C’est la débrouille et le sauve-qui-peut dans les campagnes de Sierra Leone: faute d’hôpitaux à proximité, les communautés organisent à la hâte des centres d’accueil en toile et branchages pour isoler les malades d’Ebola et les vivants des morts. «On n’a ni ambulance, ni fossoyeurs» se désole Chef Maro Lamina Angbathor, responsable de 368 villages et 160.000 personnes dans la province de Port Loko, à trois heures de route au nord-est de la capitale, Freetown, et l’un des foyers les plus actifs de l’épidémie qui a fait plus de 1.100 morts dans le pays. Il vient d’appeler Port Loko, à une heure de son village, Lokamasama, pour réclamer une équipe de fossoyeurs: un homme est mort ce matin, il faut enlever son corps au plus vite car la dépouille, terrassée par le virus, est une véritable bombe infectieuse dans les heures qui suivent le décès. «J’appelle, j’appelle, mais sans réponse». Ce sont les militaires qui enlèvent les corps et Chef Angbathor en voudrait deux sur place, à demeure, avec une ambulance. Ce que réclament aussi les villageois réunis sous la hutte communautaire. «Port Loko est bien trop loin: nous voulons une ambulance avec nous en permanence. Le plus vite possible, immédiatement», martèle un homme, Abuke Kama, qui se dit prêt à participer aux «burial teams», ces équipes de volontaires en bottes de caoutchouc chargées de ramasser et d’enterrer les corps.

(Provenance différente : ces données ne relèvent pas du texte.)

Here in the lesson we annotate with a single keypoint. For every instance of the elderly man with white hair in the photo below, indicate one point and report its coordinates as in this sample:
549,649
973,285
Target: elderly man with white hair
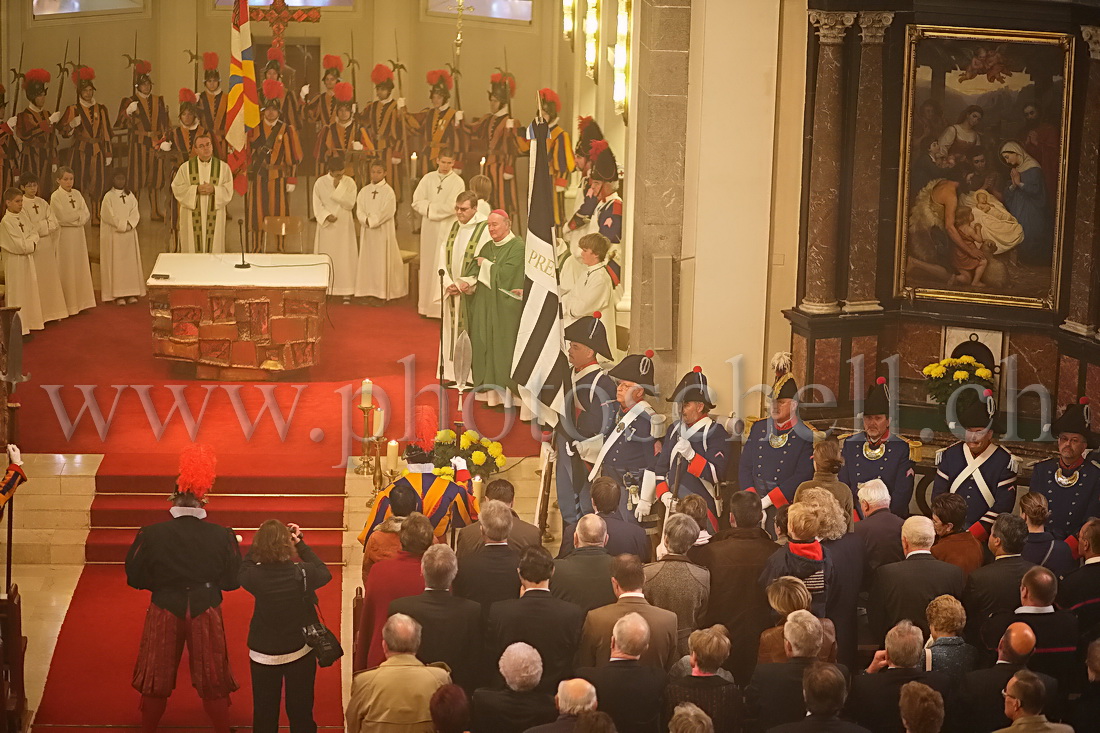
519,706
880,528
903,590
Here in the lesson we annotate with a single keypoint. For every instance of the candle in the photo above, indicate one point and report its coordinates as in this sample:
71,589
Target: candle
392,456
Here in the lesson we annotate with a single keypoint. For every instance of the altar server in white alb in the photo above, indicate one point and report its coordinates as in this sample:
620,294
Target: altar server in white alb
381,272
433,200
45,254
73,215
334,205
121,279
204,186
18,241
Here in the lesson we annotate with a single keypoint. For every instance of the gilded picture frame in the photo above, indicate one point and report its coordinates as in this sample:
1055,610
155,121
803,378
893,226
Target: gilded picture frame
982,172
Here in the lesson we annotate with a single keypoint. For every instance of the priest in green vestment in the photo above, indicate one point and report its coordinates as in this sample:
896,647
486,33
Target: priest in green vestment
495,307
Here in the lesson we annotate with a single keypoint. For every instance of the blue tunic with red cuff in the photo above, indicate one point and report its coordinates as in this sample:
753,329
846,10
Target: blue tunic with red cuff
702,473
776,459
999,473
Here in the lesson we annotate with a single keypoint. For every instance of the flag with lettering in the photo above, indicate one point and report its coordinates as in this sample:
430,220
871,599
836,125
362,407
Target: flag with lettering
243,104
539,363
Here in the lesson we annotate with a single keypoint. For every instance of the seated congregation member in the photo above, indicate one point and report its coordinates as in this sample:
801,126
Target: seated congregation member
785,595
677,583
523,534
880,528
396,696
774,695
584,576
575,697
903,590
717,696
549,624
922,709
277,651
1055,631
875,697
954,544
996,588
488,575
623,535
519,706
824,690
977,469
736,557
948,653
391,579
827,465
1042,547
628,690
450,626
1024,696
980,695
628,578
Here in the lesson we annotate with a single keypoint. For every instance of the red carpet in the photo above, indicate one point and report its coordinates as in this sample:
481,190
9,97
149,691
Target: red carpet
103,625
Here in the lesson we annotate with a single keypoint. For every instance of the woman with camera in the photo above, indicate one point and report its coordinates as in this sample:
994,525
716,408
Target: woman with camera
285,604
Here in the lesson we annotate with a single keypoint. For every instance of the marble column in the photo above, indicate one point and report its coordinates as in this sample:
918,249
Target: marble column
1082,242
824,215
867,167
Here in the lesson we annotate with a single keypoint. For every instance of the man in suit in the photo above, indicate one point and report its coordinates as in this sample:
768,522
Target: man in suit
628,690
1023,706
627,580
880,529
735,558
774,695
488,575
549,624
574,697
523,534
450,626
996,588
1055,631
980,693
519,706
873,702
903,590
623,535
584,577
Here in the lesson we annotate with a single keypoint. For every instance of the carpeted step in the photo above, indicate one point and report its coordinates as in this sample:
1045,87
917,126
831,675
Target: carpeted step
111,545
307,512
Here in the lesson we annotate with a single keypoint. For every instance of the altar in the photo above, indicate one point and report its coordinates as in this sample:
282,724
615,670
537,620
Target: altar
238,324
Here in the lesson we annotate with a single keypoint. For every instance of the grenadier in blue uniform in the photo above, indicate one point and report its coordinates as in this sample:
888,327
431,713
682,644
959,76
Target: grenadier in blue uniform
876,452
977,469
1070,482
693,453
590,414
779,451
628,446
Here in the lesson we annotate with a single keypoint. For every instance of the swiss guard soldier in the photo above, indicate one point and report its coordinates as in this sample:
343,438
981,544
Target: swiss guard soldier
590,408
1071,480
693,453
628,445
977,469
876,453
779,451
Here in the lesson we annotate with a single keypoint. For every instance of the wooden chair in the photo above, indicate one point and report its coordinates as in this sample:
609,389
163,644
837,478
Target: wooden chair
275,232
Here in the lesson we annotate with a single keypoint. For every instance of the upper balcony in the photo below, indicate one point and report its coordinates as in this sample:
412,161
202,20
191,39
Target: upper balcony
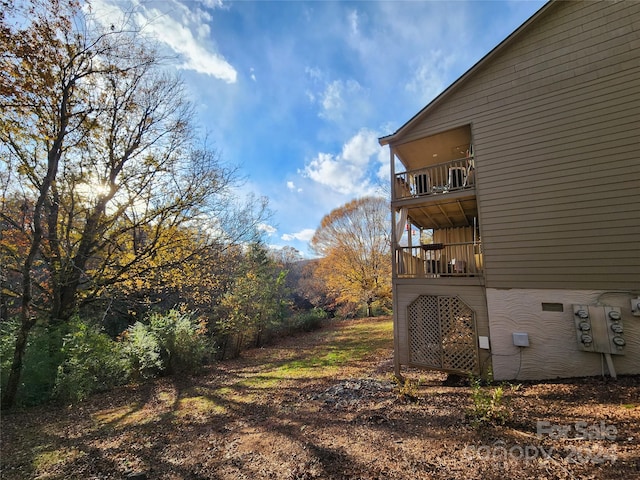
438,196
435,180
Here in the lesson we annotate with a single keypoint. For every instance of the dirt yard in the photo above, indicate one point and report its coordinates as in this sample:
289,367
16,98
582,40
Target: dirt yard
324,406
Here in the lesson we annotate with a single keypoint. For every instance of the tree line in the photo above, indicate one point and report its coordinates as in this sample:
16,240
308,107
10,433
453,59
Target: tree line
124,249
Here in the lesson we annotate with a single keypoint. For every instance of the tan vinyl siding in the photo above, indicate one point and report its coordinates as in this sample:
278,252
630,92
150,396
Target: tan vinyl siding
555,120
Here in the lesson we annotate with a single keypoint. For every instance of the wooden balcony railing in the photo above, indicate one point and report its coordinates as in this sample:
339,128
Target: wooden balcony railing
436,179
439,260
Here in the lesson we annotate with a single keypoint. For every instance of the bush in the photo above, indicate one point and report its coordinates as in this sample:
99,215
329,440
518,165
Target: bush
308,321
8,332
39,362
182,340
174,342
92,362
142,351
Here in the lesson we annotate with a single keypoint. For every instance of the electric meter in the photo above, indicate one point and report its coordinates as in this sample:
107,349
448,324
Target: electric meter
614,315
619,341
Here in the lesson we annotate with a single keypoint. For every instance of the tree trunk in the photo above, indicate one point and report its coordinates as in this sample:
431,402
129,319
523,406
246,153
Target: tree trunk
10,391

En attendant, le chef a pris le destin de la communauté en main et lancé la construction d’un centre capable d’accueillir les malades potentiels et surtout de les isoler des bien-portants en attendant la confirmation du diagnostic. Dans la cour de l’école, fermée pour cause d’Ebola, une trentaine de volontaires ont dressé des branchages en guise de fondations et tendu des bâches plastiques pour figurer un parcours confiné depuis l’entrée jusqu’aux 90 lits qui seront bientôt dressés dans les salles de classe. Avec l’aide de l’Organisation mondiale de la Santé (OMS) et du gouvernement, qui fournira le personnel médical, il espère ouvrir d’ici une semaine. Devant l’unique dispensaire du coin, le «Dr Amara», un auxiliaire de santé, désigne six orphelins alignés sous un porche, forcément suspects: des enfants de Kigbal. Deux fillettes et quatre garçons. Une septième reste à l’écart.
Zone rouge
Kigbal, un hameau de 200 âmes à 20 km environ, reste une plaie béante: 31 habitants ont succombé au virus dans l’abandon le plus total de part et d’autre de la route principale, qui a divisé le monde des vivants de celui des morts et des condamnés. Spontanément, les mieux portants l’ont traversée pour s’éloigner des mourants. 64 orphelins survivent parmi les rescapés qui font signe, de loin. Aucun cas n’a été enregistré depuis deux semaines, note le Chef Angbathor. Mais les maisons des morts sont condamnées et il impose une quarantaine aux autres: interdit de se visiter entre voisins ou de sortir du hameau : «Kigbal est une zone rouge», insiste-t-il, les taxis n’ont pas le droit d’y charger des passagers.
Il en sera ainsi pendant 21 jours, la durée maximale d’incubation du virus. Bientôt, Kigbal et les villages sous la responsabilité du «Paramount Chief» – il insiste sur son titre qui évoque un genre de «Super Chef» – auront accès au centre de Lokamasama et pourront y subir un test. Mais «pour l’heure on doit attendre qu’une équipe de Port Loko effectue les prélèvements sanguins et les envoie à Freetown ou ailleurs, puis les résultats au minimum pendant 72 heures», indique le Dr Kamara. Un médecin d’une agence d’aide internationale évoque plutôt «huit à neuf jours de délai» en zone rurale.
Un vieil homme somnole sur un banc inquiète: il a perdu ses deux épouses et ses enfants et semble atteint à son tour, en plus de la dépression qui le ronge. «J’ai appelé Port Loko hier matin à 10H00» confirme le Chef: 28 heures plus tard, samedi, personne n’est encore venu. «Quand nous aurons notre propre centre, les tests iront beaucoup plus vite», espère-t-il. Vendredi, l’Unicef, le Fonds des Nations unies pour l’enfance, a promis son aide en tentes, lits et matelas pour soutenir ces centres communautaires, des structures plus légères que les centres de traitement, difficiles à installer dans des zones reculées, afin d’isoler les malades de leur famille.